GPT-4 learning models in dermatology demonstrated substandard information yet rarely offered harmful advice in evaluation, overall.
GPT-4 Learning Models in Dermatology Compared with UpToDate
Researchers assessed whether GPT-4 outputs could function as reliable clinician facing references for common dermatologic conditions. Using a standardized prompt, the team asked two GPT-4 models, ChatGPT 4 and Copilot, to generate summaries and treatment recommendations for 33 dermatologic diagnoses. They then compared those outputs with matched UpToDate excerpts, using the DISCERN instrument to score medical information quality, and a board-certified dermatologist to judge how closely each model’s treatment recommendations aligned with the benchmark.
Medical Quality Scores Were Lower for GPT-4 Outputs
Artificial intelligence tools can produce confident clinical text, but the study found clear gaps in information quality. On the DISCERN scale, UpToDate content was rated “fair” on average, while both GPT-4 models were rated “poor.” The investigators reported mean DISCERN scores of 3.08 for UpToDate, versus 2.28 for ChatGPT 4 and 2.31 for Copilot, based on independent scoring by two authors. Readability and word count were also analyzed to better understand how these tools present clinical information to end users.
Treatment Concordance Varied by Model
When treatments were evaluated against UpToDate, ChatGPT 4 showed higher average concordance than Copilot. ChatGPT 4 recommendations aligned with the benchmark by an average of 64.89%, compared with 31.38% for Copilot, a difference the authors reported as statistically significant. Despite lower overall quality ratings, the authors noted that the GPT-4 models generated relatively few recommendations considered harmful.

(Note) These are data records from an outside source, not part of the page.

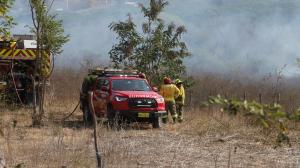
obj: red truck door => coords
[93,78,110,117]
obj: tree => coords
[0,0,15,37]
[29,0,69,126]
[109,0,191,84]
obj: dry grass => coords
[0,68,300,168]
[0,102,300,168]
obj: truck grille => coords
[128,98,157,108]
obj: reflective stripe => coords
[161,115,168,118]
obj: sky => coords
[11,0,300,76]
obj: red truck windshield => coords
[112,79,151,91]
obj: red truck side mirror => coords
[152,87,158,92]
[101,86,109,92]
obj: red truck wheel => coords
[152,117,161,128]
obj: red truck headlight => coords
[115,96,128,102]
[155,98,165,104]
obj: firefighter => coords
[159,77,180,123]
[174,79,185,122]
[80,69,97,124]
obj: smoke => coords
[8,0,300,76]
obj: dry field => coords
[0,100,300,168]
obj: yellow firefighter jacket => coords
[159,84,180,102]
[175,85,185,105]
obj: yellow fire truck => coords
[0,35,51,105]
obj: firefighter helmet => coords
[174,79,182,85]
[164,77,172,84]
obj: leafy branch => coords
[203,95,300,147]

What This Means for Clinical Utility
The findings suggest that parameter choices and query structure may meaningfully influence output quality, and that performance can vary across large language models even within the same model generation. The authors conclude that GPT-4 learning models may be most appropriate as time saving adjuncts when used alongside certified dermatologist judgement, rather than as standalone references, particularly in settings where access to dermatologic expertise is limited.
Reference: Naik A et al. Implementing GPT-4 Learning Models in Dermatology: An Assessment of Medical Quality and Utility. Skin Research and Technology. 2026;32(2):e70331.